WONS 2021
16
th
Wireless On-demand Network systems and Services Conference
9-11th March 2021, Virtual Conference
IEEE Authors Registration Fees: 180€ | Free for PhD Students (non-authors)
Keynotes
Joerg Widmer
The Road to Practical and Scalable Millimeter-Wave Networks
Abstract:
The high bandwidth available at millimeter-wave frequencies allows for very high data rates, and the latest wireless technologies are already starting to exploit this part of the radio spectrum to achieve rates of several GBit/s per user. Communication at these frequencies typically uses directional antennas which brings about interesting challenges to align antenna beams. Given the high penetration loss, most obstacles (e.g., a person) also completely block the signal. This results in a very dynamic radio environment and channels may appear and disappear over very short time intervals. This keynote highlights some approaches to deal with these networking challenges. The very large bandwidth at mm-wave frequencies also allows to design highly accurate location systems, and such location information be used to facilitate beam training, optimize access point association, and predict (and counteract) future blockage. We discuss how to implement such a location system on off-the-shelf devices and present a millimeter-wave network optimization mechanism based on simultaneous localization and mapping of the environment.
About the speaker:
Joerg Widmer is Research Professor and Research Director of IMDEA Networks in Madrid, Spain. Before, he held positions at DOCOMO Euro-Labs in Munich, Germany and EPFL, Switzerland. His research focuses on wireless networks, ranging from extremely high frequency millimeter-wave communication and MAC layer design to mobile network architectures. Joerg Widmer authored more than 150 conference and journal papers and three IETF RFCs, and holds 13 patents. He was awarded an ERC consolidator grant, the Friedrich Wilhelm Bessel Research Award of the Alexander von Humboldt Foundation, a Mercator Fellowship of the German Research Foundation, a Spanish Ramon y Cajal grant, as well as eight best paper awards. He is an IEEE Fellow and Distinguished Member of the ACM.
Jérôme Härri
Knowledge on the Edge - From Information to Knowledge Networks
Abstract:
Next Generation IoT (NG-IoT) architectures and applications are cornerstone to radical innovations in various applications domains, such as industry 4.0, smart transportation, health or agriculture. Key enablers for NG-IoT are hyper-connectivity (5G+), edge-cloud computing and AI/ML, leading to the generalization of knowledge creation at the edge but also to growing autonomy of edge entities. Supporting NG-IoT requirements, 5G sidelink communication enables device-to-device and soon even multi-hop ad hoc communications. Edge-cloud platforms provides processing, storage and intelligence closer to IoT devices or even integrated with IoT devices.
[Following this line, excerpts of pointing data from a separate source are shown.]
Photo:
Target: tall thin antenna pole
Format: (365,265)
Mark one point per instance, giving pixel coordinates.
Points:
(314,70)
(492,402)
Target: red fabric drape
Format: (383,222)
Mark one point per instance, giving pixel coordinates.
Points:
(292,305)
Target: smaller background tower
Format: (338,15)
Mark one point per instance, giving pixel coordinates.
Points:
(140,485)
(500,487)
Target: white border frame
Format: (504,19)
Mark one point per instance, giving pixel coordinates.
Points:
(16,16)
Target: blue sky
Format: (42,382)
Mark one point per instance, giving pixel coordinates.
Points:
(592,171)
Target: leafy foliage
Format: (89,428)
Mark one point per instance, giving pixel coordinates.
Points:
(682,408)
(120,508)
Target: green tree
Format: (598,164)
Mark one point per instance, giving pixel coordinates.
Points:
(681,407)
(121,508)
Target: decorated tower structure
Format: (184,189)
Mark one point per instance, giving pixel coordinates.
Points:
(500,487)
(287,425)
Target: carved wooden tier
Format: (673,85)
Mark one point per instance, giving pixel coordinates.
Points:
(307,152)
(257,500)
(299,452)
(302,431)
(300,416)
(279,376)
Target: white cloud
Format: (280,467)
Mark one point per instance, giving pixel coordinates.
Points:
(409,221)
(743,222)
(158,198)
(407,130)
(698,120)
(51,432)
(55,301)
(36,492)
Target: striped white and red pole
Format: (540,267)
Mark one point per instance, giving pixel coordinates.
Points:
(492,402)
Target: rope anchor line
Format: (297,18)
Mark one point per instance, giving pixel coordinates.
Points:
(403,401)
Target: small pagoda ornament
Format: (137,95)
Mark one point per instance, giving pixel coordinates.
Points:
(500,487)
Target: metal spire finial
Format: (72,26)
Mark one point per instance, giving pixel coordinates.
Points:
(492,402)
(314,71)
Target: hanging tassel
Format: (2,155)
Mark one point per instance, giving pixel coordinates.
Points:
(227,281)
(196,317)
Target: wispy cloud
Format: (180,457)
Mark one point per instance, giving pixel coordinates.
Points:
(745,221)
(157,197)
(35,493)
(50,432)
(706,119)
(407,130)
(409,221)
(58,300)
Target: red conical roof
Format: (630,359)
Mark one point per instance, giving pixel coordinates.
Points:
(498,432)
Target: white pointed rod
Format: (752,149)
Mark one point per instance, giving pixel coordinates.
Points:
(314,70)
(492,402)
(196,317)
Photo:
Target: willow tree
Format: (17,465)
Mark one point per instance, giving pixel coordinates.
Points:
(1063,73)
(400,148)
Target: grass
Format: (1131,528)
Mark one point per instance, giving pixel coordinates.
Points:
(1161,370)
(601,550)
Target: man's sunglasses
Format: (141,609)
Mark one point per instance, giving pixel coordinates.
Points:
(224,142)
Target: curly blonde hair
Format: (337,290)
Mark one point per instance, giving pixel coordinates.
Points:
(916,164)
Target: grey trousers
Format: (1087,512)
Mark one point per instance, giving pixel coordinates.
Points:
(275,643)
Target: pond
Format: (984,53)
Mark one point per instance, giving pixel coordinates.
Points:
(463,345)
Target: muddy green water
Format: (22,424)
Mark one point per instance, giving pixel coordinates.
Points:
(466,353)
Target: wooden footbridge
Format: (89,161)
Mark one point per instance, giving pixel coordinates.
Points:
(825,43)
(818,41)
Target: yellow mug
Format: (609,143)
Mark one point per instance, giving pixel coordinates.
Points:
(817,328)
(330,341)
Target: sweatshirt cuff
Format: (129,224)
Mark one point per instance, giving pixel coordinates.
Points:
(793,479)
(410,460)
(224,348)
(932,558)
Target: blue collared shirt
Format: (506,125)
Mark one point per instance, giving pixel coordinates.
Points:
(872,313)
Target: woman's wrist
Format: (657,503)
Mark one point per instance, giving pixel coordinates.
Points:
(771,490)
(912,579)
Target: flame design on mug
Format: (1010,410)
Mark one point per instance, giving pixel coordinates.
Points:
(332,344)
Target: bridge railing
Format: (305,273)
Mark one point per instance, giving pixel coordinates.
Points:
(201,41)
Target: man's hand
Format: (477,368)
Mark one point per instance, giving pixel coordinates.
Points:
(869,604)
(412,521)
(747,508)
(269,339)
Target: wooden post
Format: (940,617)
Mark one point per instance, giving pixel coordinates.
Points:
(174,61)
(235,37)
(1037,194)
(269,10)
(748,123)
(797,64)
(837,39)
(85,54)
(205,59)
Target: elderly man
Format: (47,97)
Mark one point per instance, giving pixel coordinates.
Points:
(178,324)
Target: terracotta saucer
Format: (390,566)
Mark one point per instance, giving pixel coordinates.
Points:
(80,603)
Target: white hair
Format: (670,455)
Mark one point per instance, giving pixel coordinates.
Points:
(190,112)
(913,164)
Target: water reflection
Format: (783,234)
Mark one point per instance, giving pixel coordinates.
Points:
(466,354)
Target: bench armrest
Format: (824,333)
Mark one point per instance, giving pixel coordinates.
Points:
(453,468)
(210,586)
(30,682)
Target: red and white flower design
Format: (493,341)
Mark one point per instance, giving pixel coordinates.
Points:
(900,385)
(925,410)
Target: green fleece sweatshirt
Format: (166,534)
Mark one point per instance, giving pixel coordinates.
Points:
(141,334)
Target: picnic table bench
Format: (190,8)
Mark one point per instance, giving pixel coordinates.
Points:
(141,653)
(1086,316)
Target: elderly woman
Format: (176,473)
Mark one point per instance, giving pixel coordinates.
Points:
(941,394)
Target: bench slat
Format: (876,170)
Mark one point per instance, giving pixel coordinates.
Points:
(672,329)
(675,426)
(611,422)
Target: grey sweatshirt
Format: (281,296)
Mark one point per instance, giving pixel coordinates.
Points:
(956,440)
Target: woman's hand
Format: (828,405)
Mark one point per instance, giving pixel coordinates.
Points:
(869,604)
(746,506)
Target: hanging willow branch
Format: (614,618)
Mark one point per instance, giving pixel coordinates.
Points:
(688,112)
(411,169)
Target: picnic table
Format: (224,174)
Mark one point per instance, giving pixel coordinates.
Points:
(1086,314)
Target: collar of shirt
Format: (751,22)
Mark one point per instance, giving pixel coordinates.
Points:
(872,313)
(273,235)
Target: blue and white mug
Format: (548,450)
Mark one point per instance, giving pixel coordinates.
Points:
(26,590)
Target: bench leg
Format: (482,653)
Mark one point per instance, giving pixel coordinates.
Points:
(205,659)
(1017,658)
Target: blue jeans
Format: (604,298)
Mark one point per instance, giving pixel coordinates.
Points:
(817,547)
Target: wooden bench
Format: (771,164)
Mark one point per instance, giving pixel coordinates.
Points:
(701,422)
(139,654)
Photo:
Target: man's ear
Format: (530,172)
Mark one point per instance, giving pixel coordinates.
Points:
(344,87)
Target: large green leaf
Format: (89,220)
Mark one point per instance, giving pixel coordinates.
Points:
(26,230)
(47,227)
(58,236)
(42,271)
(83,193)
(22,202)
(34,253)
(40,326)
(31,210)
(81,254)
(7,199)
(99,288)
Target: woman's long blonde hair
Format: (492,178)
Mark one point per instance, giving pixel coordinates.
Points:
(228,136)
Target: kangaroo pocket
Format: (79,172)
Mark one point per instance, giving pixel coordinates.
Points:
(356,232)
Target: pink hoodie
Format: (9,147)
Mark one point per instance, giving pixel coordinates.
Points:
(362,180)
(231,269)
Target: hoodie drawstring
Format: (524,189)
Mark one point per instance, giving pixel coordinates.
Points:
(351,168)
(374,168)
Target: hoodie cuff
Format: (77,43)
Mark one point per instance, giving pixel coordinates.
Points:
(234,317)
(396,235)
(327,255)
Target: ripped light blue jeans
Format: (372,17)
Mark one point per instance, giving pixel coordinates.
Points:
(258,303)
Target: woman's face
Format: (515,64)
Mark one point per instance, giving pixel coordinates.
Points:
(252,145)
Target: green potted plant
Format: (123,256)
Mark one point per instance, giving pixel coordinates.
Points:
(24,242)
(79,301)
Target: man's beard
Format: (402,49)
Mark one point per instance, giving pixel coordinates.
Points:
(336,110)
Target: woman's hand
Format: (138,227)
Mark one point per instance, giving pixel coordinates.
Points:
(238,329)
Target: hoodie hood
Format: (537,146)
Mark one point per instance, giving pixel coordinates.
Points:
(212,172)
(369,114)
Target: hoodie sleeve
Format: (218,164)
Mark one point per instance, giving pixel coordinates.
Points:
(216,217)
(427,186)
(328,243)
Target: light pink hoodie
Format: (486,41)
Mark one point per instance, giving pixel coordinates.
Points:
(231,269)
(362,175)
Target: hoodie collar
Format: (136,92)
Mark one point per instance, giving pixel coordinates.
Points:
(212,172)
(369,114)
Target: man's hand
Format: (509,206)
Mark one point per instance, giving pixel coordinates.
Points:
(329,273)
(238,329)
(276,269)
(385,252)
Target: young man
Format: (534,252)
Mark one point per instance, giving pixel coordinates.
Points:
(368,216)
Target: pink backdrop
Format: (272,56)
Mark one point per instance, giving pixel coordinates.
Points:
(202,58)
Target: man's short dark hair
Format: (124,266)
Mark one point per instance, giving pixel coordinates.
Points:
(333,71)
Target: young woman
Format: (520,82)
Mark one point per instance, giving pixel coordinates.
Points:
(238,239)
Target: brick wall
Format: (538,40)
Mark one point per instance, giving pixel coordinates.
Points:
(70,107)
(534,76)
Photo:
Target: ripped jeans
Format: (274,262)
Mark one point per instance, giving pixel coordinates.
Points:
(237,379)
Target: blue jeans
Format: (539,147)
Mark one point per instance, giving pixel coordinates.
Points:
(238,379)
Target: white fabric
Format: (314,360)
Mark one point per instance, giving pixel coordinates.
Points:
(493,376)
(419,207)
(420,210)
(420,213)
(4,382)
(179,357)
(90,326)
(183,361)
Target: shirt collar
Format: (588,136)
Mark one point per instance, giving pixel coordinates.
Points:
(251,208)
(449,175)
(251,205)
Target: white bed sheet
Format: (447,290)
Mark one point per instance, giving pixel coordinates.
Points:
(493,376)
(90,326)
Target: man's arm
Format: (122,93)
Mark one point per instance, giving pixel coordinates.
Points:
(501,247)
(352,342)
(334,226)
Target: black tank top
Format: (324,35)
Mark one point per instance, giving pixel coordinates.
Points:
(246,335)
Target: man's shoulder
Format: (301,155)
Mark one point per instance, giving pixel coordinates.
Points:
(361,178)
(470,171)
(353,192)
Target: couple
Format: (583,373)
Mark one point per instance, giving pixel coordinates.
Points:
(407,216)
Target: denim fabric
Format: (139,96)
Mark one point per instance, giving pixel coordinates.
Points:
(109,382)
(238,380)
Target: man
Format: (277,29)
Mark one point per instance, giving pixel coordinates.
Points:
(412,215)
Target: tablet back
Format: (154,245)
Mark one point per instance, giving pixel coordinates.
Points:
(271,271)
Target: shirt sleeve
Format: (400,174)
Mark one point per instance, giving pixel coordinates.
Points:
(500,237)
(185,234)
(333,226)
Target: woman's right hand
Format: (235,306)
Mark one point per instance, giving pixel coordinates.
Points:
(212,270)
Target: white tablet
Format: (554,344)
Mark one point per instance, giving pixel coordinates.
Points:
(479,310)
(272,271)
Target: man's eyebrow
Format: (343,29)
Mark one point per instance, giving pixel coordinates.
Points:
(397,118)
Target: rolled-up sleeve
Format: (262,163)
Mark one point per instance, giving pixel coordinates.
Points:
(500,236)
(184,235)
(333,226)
And recent federated or gossip learning mechanisms pave the way to cooperative knowledge creations between edge entities. With cooperative knowledge creation between edge-cloud platforms over peer-to-peer wireless links comes the challenge of knowledge segmentation, where knowledge location is not unique and where various versions of a given knowledge may be available in different locations or time. Knowledge at the edge therefore opens the era of knowledge networking. This keynote first highlights NG-IoT cooperative decentralized innovations, covering 5G sidelink and ad hoc multi-hop networking, edge-cloud and dew computing, and federated/gossip machine learning. It then introduces a framework for knowledge-centric networking, emphasizing challenges behind autonomously naming and creating knowledge or identifying and locating knowledge. It finally illustrates the impact of the proposed framework with selected use cases of knowledge networking applied to connected vehicles.
About the speaker:
Jérôme Härri is Professor with the Communication Systems Department, EURECOM, Sophia Antipolis, France, where he leads the Connected Automated Transport System (CATS) team in the Networked Systems group. Previously, he led the Traffic Telematics Junior Research Group of the Institute of Telematics, Karlsruhe Institute of Technology, Karlsruhe, Germany. His research interests are related to wireless vehicular communication and networking, traffic flow modelling, internet-of-things (IoT), or control system optimization, in particular their mutual interactions in future automated vehicles. Jérôme has authored and coauthored over 80 international journal and conference papers, is involved in various national and European research projects related to connected vehicles, and actively contributes to various Standardization bodies. Jérôme Härri received the M.Sc. and the Dr. ès Sc. (PhD) degrees in telecommunication from the Swiss Institute of Technology (EPFL), Lausanne, Switzerland. He is Associate Editor for Frontier in Future Transportation as well as for the Hindawi Journal of Advanced Transportation.